Dubai’s 10-year-olds reported improved scores in reading, according to results published in a new international assessment study. The 2016 Progress in International Reading Literacy Study (PIRLS) shows students in Dubai’s private schools scored overall 527 points – improving 37 average points from their previous performance in 2011.
Fourth graders from private schools in the Dubai scored 539 in ePIRLS 2016, significantly higher than the international average. Over 7000 students from Dubai participated in the reading tests and they outperformed students in France, Belgium and Chile in PIRLS.
Dr Abdulla Al Karam, Chairman of the Board of Directors and Director General of Knowledge and Human Development Authority (KHDA) in Dubai said, “The success of Dubai’s students reflects our increased emphasis on improving reading skills and raising education standards across schools. Our rise in the global rankings is commendable and it affirms our continued progress to achieve UAE national agenda goals. These results will have a positive impact on our schools, teachers and students as we will continue to work on new initiatives that provide opportunities to collaborate and share successful experiences.”

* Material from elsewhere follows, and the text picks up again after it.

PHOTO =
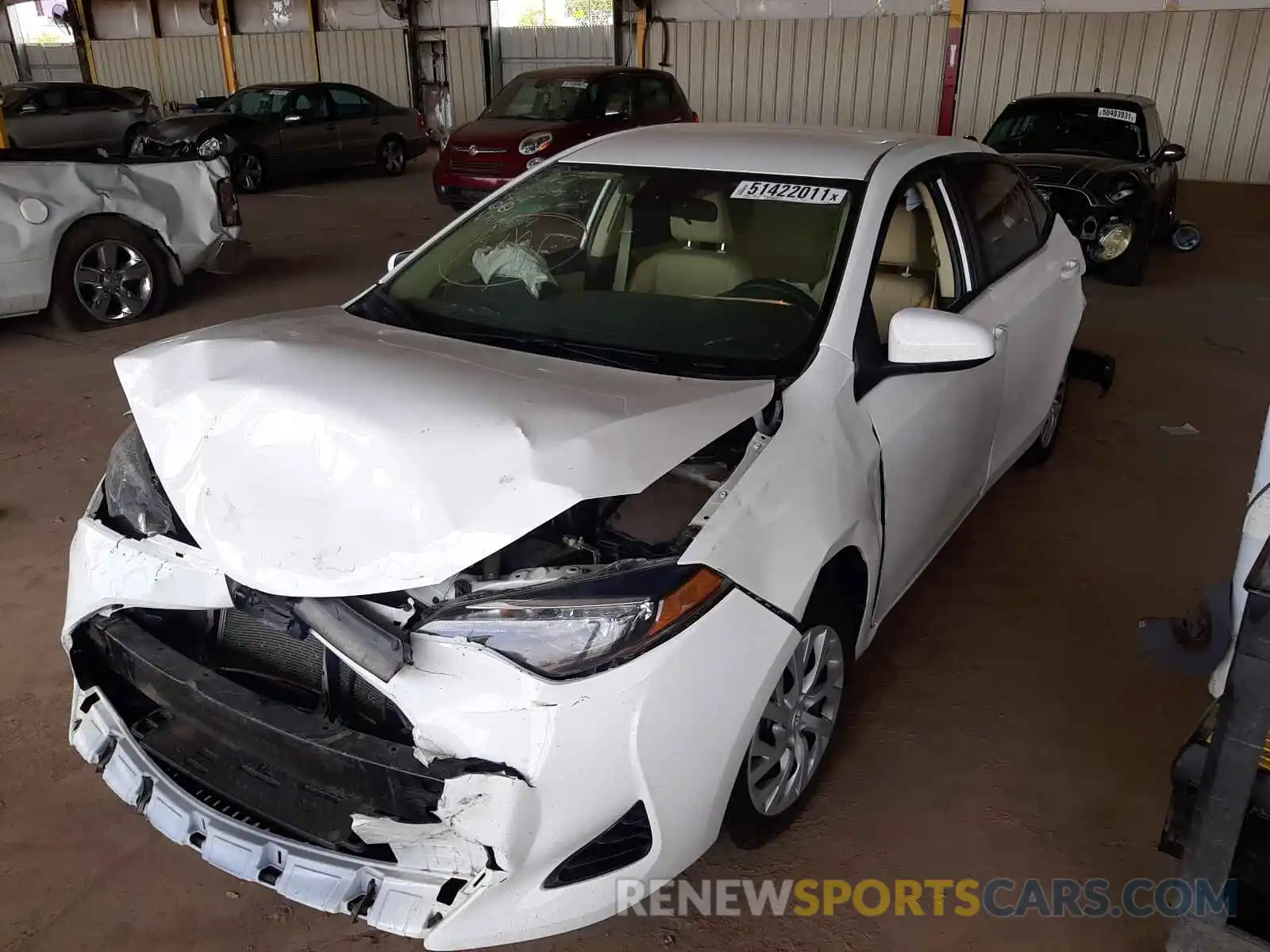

61% of private school students in Dubai scored at and above international average in PIRLS and 62% in ePIRLS.
Fatma Belrehif, Executive Director of Dubai Schools Inspection Bureau at KHDA said, “These results align with our school inspection findings and we are continuing to see improvements. Reading skills are a key focus area for the inspections as making reading enjoyable at schools greatly impacts learning in other subjects.”
The PIRLS assessment, which has been running since 2001, involves nine and 10-year-olds from grade 4 or year 5 completing comprehension tests and provides internationally comparative data on how well children read by assessing students’ reading achievement in different countries.
PIRLS tests follow a five-year cycle and Dubai’s scores have risen since its first participation in 2011. The study, which is run by the International Association for the Evaluation of Educational Achievement (IEA) in Amsterdam, and Boston College, USA, tested more than 319,000 students in 50 countries.